Premium
Histopathological Changes and Tissue Copper Concentrations of Menkes' Kinky‐hair Syndrome
Author(s) -
Okada K.,
Inaba H.,
Miyao M.
Publication year - 1980
Publication title -
pediatrics international
Language(s) - English
Resource type - Journals
SCImago Journal Rank - 0.49
H-Index - 63
eISSN - 1442-200X
pISSN - 1328-8067
DOI - 10.1111/j.1442-200x.1980.tb00537.x
Subject(s) - medicine , pathology , menkes disease , kidney , autopsy , copper deficiency , cerebellum , hypoplasia , medulla , gliosis , endocrinology , copper , copper metabolism , chemistry , organic chemistry
Histopathological changes and copper concentrations in various organs were studied in an autopsy case of Menkes' kinky‐hair syndrome (MKHS) after treatment of the disease by copper supplementation for about three years. In the central nervous system, the principal abnormality was extensive nerve cell loss and gliosis, especially severe in the cerebral and cerebellar cortex and medial thalamic nuclei. Marked decrease was found in the number and somal sprouts of Purkinje' cells in the cerebellum. Other abnormalities were marked hypoplasia of the thymus associated with an aberrant thyroid gland, vacuolated nuclei (intranuclear glycogen) in hepatic cells and pyelonephritis in both kidneys in addition to arterial changes and multiple diverticulosis of the bladder.

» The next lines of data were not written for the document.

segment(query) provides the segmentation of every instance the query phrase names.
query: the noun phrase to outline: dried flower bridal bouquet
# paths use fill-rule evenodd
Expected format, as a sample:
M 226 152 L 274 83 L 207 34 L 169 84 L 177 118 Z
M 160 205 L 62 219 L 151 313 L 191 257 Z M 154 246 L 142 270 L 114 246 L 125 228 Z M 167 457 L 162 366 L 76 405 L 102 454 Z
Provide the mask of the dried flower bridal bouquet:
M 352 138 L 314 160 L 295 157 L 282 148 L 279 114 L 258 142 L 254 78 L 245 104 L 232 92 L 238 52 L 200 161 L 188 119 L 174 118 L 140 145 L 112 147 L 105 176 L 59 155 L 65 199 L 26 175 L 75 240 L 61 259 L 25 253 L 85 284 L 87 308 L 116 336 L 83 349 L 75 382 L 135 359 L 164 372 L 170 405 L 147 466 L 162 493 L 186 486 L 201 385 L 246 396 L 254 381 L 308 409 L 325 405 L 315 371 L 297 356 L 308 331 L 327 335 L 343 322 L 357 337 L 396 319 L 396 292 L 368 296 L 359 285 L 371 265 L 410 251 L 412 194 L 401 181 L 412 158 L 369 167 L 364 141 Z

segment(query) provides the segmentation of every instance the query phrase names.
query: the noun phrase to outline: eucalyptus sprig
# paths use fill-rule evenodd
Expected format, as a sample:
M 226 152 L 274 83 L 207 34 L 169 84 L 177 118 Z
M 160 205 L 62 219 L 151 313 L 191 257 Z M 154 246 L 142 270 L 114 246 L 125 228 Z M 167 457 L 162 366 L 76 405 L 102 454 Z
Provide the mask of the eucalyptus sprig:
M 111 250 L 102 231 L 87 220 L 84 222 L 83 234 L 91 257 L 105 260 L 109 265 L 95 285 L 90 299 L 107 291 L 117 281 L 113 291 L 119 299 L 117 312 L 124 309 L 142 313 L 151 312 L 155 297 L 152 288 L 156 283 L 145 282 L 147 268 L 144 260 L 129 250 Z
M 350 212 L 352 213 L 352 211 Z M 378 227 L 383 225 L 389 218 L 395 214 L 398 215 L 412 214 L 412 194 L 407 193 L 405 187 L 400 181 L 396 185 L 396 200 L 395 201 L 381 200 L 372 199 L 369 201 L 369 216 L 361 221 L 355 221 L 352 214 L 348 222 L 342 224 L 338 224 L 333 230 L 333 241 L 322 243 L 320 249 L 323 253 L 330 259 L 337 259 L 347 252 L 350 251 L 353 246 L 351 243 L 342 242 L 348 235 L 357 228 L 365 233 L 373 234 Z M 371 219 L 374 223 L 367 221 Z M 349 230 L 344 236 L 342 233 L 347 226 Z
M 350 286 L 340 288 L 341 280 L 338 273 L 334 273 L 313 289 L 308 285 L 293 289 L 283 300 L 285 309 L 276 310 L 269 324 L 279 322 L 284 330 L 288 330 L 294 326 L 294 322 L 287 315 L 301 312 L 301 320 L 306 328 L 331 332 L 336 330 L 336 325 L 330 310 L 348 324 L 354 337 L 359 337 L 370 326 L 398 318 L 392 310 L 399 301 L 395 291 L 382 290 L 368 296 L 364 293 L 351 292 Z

The level of copper was highest in the kidney and slightly elevated in the spleen and jejunum, but low in the brain and liver. No renal tubular damage was found, such as that observed in heavy‐metal introxication, but this study suggestes that marked copper accumulation may have occurred in the kidney of this patient with consequent renal tubular damage as a result of prolonged copper infusion therapy.